My father was a tobacco farmer…not a large scale farmer…a very small farmer. We just got by. I left southwest Virginia in my 20’s  and when I returned around the year 2000, I wondered…”where’s Mr. Burley?” Tobacco had been on every patch of land in Poor Valley, and it was gone! He had his faults but Mr. Burley kept us warm in the winter and we got new shoes for school in the fall.

Companies work so hard to develop teamwork today. and I think know the real secret…necessity builds teamwork. Small farmers helped one another in every aspect of the tobacco crop’s life…they worked as a team because they needed one another to succeed.

I was too little to do the hard work of tobacco. I remember only having fun riding the tobacco sitter and singing songs…keeping Pepsi Cola cold in the creek.  If a mule team was involved, I rode the mules.

In my home, there are bits of my tobacco heritage throughout the house…

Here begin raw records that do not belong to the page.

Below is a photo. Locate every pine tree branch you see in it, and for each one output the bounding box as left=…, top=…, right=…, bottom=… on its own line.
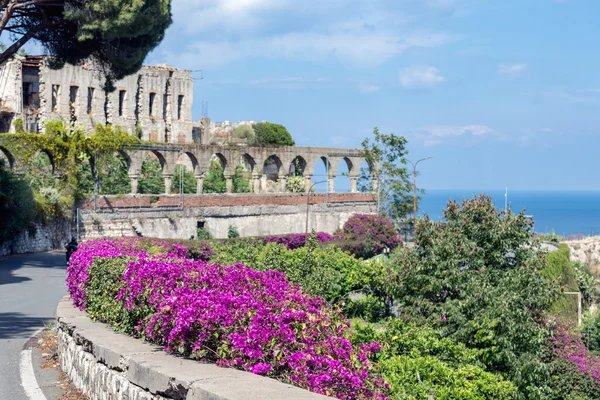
left=0, top=20, right=57, bottom=64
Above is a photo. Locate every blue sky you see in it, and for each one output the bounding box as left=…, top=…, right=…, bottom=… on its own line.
left=147, top=0, right=600, bottom=190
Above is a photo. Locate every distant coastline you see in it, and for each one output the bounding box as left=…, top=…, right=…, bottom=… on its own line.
left=419, top=189, right=600, bottom=237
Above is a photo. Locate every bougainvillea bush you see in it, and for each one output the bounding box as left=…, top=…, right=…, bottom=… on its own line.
left=548, top=324, right=600, bottom=399
left=264, top=232, right=335, bottom=250
left=339, top=214, right=402, bottom=259
left=67, top=237, right=188, bottom=309
left=67, top=240, right=389, bottom=399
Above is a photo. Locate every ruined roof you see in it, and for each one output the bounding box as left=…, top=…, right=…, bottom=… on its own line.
left=23, top=55, right=191, bottom=72
left=23, top=56, right=46, bottom=67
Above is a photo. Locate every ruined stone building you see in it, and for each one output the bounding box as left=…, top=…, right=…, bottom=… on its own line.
left=0, top=56, right=210, bottom=144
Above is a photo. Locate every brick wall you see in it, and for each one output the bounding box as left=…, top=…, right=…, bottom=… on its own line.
left=81, top=193, right=375, bottom=209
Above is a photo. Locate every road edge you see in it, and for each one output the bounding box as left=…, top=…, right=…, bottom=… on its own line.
left=19, top=328, right=48, bottom=400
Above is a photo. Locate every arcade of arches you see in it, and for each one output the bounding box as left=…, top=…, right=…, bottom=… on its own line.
left=0, top=144, right=375, bottom=194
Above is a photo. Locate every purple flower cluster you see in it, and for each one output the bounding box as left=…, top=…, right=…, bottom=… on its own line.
left=264, top=232, right=335, bottom=250
left=67, top=237, right=187, bottom=310
left=68, top=240, right=389, bottom=399
left=551, top=327, right=600, bottom=383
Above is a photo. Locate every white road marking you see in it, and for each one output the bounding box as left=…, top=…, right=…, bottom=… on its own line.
left=19, top=330, right=48, bottom=400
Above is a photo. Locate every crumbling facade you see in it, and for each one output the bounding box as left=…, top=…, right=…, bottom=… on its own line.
left=0, top=56, right=204, bottom=144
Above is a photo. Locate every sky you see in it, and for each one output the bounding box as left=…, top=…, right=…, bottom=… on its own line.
left=146, top=0, right=600, bottom=191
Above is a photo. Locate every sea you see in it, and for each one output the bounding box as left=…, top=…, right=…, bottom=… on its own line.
left=419, top=189, right=600, bottom=237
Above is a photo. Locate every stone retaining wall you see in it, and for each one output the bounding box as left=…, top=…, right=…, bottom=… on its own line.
left=56, top=298, right=330, bottom=400
left=0, top=217, right=72, bottom=256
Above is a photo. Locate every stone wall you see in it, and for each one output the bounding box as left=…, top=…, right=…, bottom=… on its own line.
left=56, top=298, right=329, bottom=400
left=80, top=193, right=376, bottom=239
left=0, top=221, right=72, bottom=256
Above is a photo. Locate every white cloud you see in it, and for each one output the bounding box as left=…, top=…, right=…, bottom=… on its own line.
left=416, top=125, right=494, bottom=147
left=358, top=82, right=380, bottom=93
left=159, top=0, right=453, bottom=69
left=163, top=32, right=449, bottom=69
left=424, top=125, right=494, bottom=138
left=400, top=65, right=446, bottom=89
left=498, top=64, right=529, bottom=79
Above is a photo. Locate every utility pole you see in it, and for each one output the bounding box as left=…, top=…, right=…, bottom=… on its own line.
left=406, top=157, right=433, bottom=229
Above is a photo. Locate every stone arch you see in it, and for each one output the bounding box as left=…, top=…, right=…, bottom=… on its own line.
left=329, top=157, right=353, bottom=192
left=288, top=156, right=308, bottom=176
left=173, top=151, right=199, bottom=174
left=206, top=153, right=229, bottom=171
left=151, top=150, right=168, bottom=173
left=263, top=154, right=282, bottom=181
left=240, top=153, right=256, bottom=172
left=0, top=146, right=15, bottom=170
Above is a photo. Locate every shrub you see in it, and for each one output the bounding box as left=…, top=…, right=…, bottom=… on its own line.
left=549, top=325, right=600, bottom=399
left=263, top=232, right=335, bottom=250
left=0, top=159, right=37, bottom=243
left=67, top=238, right=187, bottom=310
left=68, top=239, right=388, bottom=399
left=285, top=176, right=306, bottom=193
left=379, top=356, right=516, bottom=400
left=542, top=244, right=579, bottom=322
left=352, top=319, right=516, bottom=400
left=227, top=225, right=240, bottom=239
left=342, top=214, right=401, bottom=258
left=250, top=122, right=296, bottom=147
left=394, top=196, right=559, bottom=398
left=196, top=228, right=212, bottom=240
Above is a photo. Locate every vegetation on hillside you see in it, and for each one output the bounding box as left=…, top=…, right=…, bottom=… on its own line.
left=0, top=0, right=172, bottom=90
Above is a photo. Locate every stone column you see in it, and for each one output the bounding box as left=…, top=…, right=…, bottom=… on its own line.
left=252, top=174, right=261, bottom=193
left=372, top=176, right=379, bottom=193
left=304, top=175, right=312, bottom=193
left=350, top=176, right=358, bottom=193
left=129, top=175, right=140, bottom=194
left=163, top=175, right=173, bottom=194
left=279, top=175, right=287, bottom=193
left=225, top=175, right=233, bottom=193
left=329, top=175, right=335, bottom=193
left=196, top=175, right=204, bottom=194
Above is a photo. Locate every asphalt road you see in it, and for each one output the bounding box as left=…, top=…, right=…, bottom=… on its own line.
left=0, top=253, right=67, bottom=400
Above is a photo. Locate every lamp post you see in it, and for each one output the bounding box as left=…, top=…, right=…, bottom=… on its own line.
left=406, top=157, right=432, bottom=229
left=305, top=179, right=329, bottom=236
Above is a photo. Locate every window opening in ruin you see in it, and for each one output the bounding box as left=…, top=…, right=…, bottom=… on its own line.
left=69, top=86, right=79, bottom=105
left=23, top=82, right=33, bottom=107
left=177, top=94, right=183, bottom=119
left=119, top=90, right=127, bottom=117
left=69, top=86, right=79, bottom=121
left=87, top=88, right=96, bottom=114
left=52, top=85, right=60, bottom=111
left=148, top=92, right=156, bottom=117
left=163, top=94, right=169, bottom=121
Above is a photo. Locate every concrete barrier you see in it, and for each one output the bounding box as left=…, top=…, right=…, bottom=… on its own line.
left=56, top=298, right=331, bottom=400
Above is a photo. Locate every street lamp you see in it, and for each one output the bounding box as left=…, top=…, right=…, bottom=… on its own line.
left=306, top=179, right=329, bottom=237
left=406, top=157, right=432, bottom=229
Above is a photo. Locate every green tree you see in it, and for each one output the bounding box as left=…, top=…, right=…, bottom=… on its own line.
left=360, top=128, right=413, bottom=221
left=233, top=124, right=255, bottom=141
left=395, top=196, right=559, bottom=399
left=250, top=122, right=296, bottom=147
left=171, top=165, right=198, bottom=194
left=0, top=0, right=172, bottom=89
left=203, top=160, right=227, bottom=193
left=0, top=160, right=37, bottom=243
left=98, top=154, right=131, bottom=194
left=138, top=159, right=165, bottom=194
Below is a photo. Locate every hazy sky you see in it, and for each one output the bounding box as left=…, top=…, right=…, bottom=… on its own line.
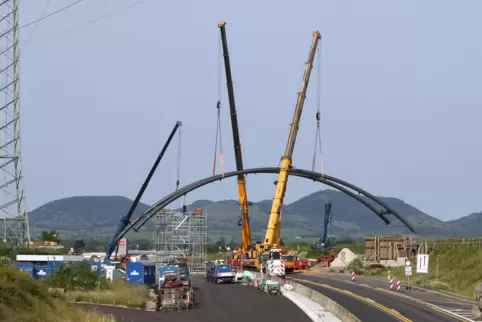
left=20, top=0, right=482, bottom=219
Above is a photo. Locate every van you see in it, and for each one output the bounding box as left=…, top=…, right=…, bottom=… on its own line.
left=206, top=264, right=236, bottom=284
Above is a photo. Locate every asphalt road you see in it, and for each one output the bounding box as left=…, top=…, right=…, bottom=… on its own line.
left=324, top=273, right=475, bottom=310
left=81, top=278, right=312, bottom=322
left=293, top=274, right=463, bottom=322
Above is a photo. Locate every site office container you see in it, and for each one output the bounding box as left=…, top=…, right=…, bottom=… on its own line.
left=89, top=262, right=102, bottom=276
left=126, top=261, right=156, bottom=285
left=33, top=265, right=53, bottom=281
left=14, top=263, right=33, bottom=277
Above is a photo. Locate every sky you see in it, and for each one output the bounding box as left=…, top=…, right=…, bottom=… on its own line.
left=16, top=0, right=482, bottom=220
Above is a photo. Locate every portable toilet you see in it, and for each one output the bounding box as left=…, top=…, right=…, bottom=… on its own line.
left=126, top=261, right=156, bottom=285
left=14, top=263, right=33, bottom=277
left=33, top=265, right=52, bottom=281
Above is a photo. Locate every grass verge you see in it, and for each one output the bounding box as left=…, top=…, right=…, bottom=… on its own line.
left=64, top=281, right=152, bottom=309
left=0, top=266, right=115, bottom=322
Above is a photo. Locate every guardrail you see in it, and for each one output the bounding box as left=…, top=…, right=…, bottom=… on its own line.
left=272, top=278, right=361, bottom=322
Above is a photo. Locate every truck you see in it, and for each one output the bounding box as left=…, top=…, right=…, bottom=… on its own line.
left=259, top=248, right=286, bottom=278
left=206, top=264, right=236, bottom=284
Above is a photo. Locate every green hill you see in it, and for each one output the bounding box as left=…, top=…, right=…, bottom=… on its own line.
left=29, top=190, right=476, bottom=238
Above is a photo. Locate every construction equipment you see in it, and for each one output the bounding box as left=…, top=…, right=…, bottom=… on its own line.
left=256, top=31, right=321, bottom=268
left=218, top=21, right=251, bottom=258
left=261, top=248, right=286, bottom=278
left=311, top=201, right=335, bottom=249
left=105, top=121, right=182, bottom=266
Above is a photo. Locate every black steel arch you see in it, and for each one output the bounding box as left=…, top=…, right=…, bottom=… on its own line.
left=116, top=167, right=415, bottom=243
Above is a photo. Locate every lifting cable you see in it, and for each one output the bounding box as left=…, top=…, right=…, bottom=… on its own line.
left=311, top=44, right=325, bottom=177
left=213, top=101, right=224, bottom=176
left=213, top=34, right=224, bottom=176
left=176, top=125, right=182, bottom=206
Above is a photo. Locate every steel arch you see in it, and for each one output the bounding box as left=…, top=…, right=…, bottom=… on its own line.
left=116, top=167, right=415, bottom=243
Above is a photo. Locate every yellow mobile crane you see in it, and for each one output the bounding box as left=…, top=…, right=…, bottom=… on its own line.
left=256, top=31, right=321, bottom=268
left=218, top=21, right=251, bottom=258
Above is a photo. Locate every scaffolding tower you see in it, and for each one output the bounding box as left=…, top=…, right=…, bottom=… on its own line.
left=154, top=208, right=208, bottom=273
left=0, top=0, right=30, bottom=246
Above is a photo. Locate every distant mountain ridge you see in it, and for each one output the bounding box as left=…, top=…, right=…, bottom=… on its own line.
left=29, top=190, right=482, bottom=237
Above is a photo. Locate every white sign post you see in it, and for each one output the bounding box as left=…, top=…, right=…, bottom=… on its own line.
left=417, top=254, right=428, bottom=274
left=405, top=259, right=412, bottom=292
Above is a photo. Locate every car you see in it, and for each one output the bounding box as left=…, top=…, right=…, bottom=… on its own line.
left=206, top=264, right=236, bottom=284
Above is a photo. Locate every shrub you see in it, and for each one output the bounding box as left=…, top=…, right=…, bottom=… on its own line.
left=46, top=263, right=107, bottom=291
left=0, top=266, right=112, bottom=322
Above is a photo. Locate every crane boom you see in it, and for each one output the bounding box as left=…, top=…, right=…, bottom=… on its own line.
left=218, top=21, right=251, bottom=253
left=264, top=31, right=321, bottom=248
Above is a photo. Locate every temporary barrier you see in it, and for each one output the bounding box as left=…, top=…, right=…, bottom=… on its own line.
left=33, top=265, right=53, bottom=280
left=126, top=261, right=156, bottom=285
left=14, top=263, right=33, bottom=277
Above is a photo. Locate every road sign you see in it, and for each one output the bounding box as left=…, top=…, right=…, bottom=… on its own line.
left=405, top=266, right=412, bottom=276
left=417, top=254, right=428, bottom=274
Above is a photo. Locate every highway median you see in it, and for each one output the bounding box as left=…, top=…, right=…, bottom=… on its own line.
left=274, top=278, right=360, bottom=322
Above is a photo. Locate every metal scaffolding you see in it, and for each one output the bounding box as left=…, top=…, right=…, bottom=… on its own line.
left=154, top=208, right=207, bottom=273
left=0, top=0, right=30, bottom=246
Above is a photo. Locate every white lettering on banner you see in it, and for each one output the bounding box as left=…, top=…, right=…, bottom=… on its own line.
left=417, top=254, right=428, bottom=274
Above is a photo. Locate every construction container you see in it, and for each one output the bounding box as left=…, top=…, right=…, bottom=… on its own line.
left=89, top=262, right=101, bottom=276
left=126, top=261, right=156, bottom=285
left=48, top=261, right=65, bottom=273
left=14, top=263, right=33, bottom=277
left=33, top=265, right=53, bottom=281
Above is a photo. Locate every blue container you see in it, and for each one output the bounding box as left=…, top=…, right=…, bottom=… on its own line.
left=126, top=262, right=156, bottom=285
left=14, top=263, right=33, bottom=277
left=159, top=265, right=181, bottom=287
left=89, top=262, right=101, bottom=276
left=33, top=265, right=53, bottom=281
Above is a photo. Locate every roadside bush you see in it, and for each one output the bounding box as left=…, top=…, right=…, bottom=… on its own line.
left=0, top=256, right=12, bottom=266
left=0, top=266, right=113, bottom=322
left=46, top=264, right=107, bottom=291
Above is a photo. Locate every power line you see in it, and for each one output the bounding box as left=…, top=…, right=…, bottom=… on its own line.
left=18, top=0, right=84, bottom=29
left=22, top=0, right=149, bottom=46
left=24, top=0, right=52, bottom=48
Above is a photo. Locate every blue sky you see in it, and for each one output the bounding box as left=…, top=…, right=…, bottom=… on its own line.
left=20, top=0, right=482, bottom=219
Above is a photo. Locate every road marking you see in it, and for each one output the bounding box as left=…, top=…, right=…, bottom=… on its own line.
left=286, top=277, right=412, bottom=322
left=310, top=277, right=473, bottom=322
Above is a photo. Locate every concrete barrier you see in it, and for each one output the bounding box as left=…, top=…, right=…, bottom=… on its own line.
left=274, top=278, right=361, bottom=322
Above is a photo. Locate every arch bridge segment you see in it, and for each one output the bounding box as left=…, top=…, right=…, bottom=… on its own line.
left=116, top=167, right=415, bottom=243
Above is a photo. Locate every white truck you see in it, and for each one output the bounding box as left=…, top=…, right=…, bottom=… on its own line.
left=263, top=248, right=286, bottom=278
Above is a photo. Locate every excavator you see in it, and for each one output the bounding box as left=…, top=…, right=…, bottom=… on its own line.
left=218, top=21, right=252, bottom=259
left=255, top=31, right=321, bottom=272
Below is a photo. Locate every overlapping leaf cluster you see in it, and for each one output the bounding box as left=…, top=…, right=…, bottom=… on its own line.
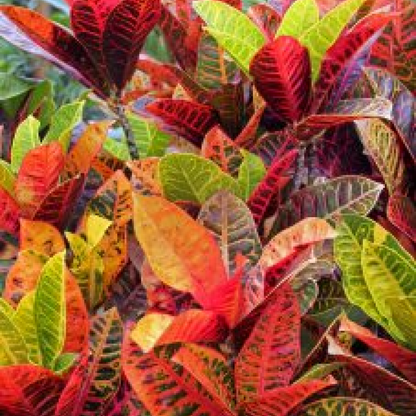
left=0, top=0, right=416, bottom=416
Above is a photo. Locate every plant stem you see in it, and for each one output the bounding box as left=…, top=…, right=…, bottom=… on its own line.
left=115, top=103, right=139, bottom=160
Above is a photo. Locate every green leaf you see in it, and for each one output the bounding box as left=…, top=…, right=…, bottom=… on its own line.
left=334, top=214, right=412, bottom=344
left=43, top=101, right=85, bottom=151
left=0, top=307, right=28, bottom=366
left=300, top=397, right=396, bottom=416
left=300, top=0, right=365, bottom=81
left=13, top=291, right=42, bottom=365
left=159, top=153, right=241, bottom=204
left=198, top=191, right=262, bottom=276
left=361, top=240, right=416, bottom=348
left=0, top=160, right=16, bottom=195
left=11, top=116, right=41, bottom=173
left=127, top=112, right=171, bottom=159
left=276, top=0, right=319, bottom=39
left=34, top=252, right=66, bottom=369
left=238, top=150, right=266, bottom=201
left=193, top=0, right=265, bottom=75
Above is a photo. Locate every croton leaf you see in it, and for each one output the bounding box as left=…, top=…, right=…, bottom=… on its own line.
left=198, top=191, right=261, bottom=276
left=194, top=0, right=265, bottom=74
left=172, top=344, right=235, bottom=415
left=247, top=150, right=298, bottom=225
left=15, top=142, right=65, bottom=218
left=33, top=252, right=66, bottom=368
left=159, top=153, right=241, bottom=204
left=235, top=284, right=300, bottom=402
left=301, top=397, right=395, bottom=416
left=300, top=0, right=364, bottom=81
left=131, top=309, right=227, bottom=352
left=272, top=176, right=383, bottom=235
left=103, top=0, right=161, bottom=90
left=0, top=6, right=108, bottom=98
left=33, top=175, right=85, bottom=229
left=250, top=36, right=312, bottom=122
left=339, top=316, right=416, bottom=384
left=240, top=379, right=336, bottom=416
left=134, top=195, right=227, bottom=304
left=56, top=308, right=123, bottom=416
left=146, top=98, right=216, bottom=146
left=0, top=364, right=64, bottom=416
left=387, top=192, right=416, bottom=241
left=276, top=0, right=319, bottom=39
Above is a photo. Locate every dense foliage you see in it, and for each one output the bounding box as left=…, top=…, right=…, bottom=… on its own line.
left=0, top=0, right=416, bottom=416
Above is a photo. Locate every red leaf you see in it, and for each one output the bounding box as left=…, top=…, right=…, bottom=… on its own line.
left=312, top=13, right=392, bottom=111
left=387, top=193, right=416, bottom=242
left=0, top=364, right=64, bottom=416
left=241, top=379, right=336, bottom=416
left=0, top=187, right=20, bottom=236
left=339, top=317, right=416, bottom=384
left=250, top=36, right=312, bottom=123
left=103, top=0, right=161, bottom=90
left=15, top=142, right=65, bottom=218
left=247, top=150, right=298, bottom=225
left=235, top=283, right=300, bottom=402
left=0, top=6, right=108, bottom=98
left=146, top=98, right=217, bottom=146
left=33, top=175, right=85, bottom=229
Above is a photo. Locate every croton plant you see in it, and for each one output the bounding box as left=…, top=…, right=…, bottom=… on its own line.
left=0, top=0, right=416, bottom=416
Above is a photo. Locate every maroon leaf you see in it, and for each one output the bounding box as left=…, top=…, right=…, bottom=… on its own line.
left=146, top=98, right=217, bottom=146
left=33, top=175, right=85, bottom=228
left=0, top=6, right=108, bottom=97
left=0, top=187, right=20, bottom=235
left=235, top=283, right=300, bottom=402
left=247, top=150, right=298, bottom=225
left=250, top=36, right=312, bottom=123
left=0, top=365, right=64, bottom=416
left=103, top=0, right=161, bottom=90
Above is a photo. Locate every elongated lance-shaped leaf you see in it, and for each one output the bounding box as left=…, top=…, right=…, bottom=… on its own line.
left=0, top=308, right=29, bottom=366
left=300, top=0, right=364, bottom=81
left=11, top=116, right=40, bottom=173
left=33, top=252, right=66, bottom=368
left=0, top=6, right=108, bottom=98
left=235, top=283, right=300, bottom=402
left=0, top=364, right=65, bottom=416
left=193, top=0, right=265, bottom=75
left=272, top=176, right=383, bottom=235
left=301, top=397, right=396, bottom=416
left=276, top=0, right=319, bottom=39
left=13, top=291, right=43, bottom=365
left=198, top=191, right=261, bottom=276
left=334, top=214, right=412, bottom=342
left=159, top=153, right=244, bottom=204
left=172, top=344, right=235, bottom=415
left=355, top=119, right=405, bottom=194
left=361, top=240, right=416, bottom=348
left=134, top=195, right=227, bottom=305
left=56, top=308, right=123, bottom=416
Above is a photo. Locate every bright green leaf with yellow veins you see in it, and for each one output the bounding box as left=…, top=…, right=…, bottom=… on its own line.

The dining room table my husband built me..it’s a beautiful table, but it’s the barn siding from a local Mendota tobacco barn that was being torn down that makes it unique.

 

In the den where I cleaned yesterday (finally), there’s wormy chestnut from old Burley tobacco barns everywhere…the table, the mantle, and the picture frame are all wormy chestnut. Soon an entertainment center will join them.

And is there any home in Southwest Virginia that doesn’t have one of these hanging somewhere?

I love home decor and like changing things out. However, I’ve found when I stay true to things I love or are a part of my history, I am the happiest with the results.

I like this red room.   Do you have a tobacco basket?   Do you have it hanging somewhere?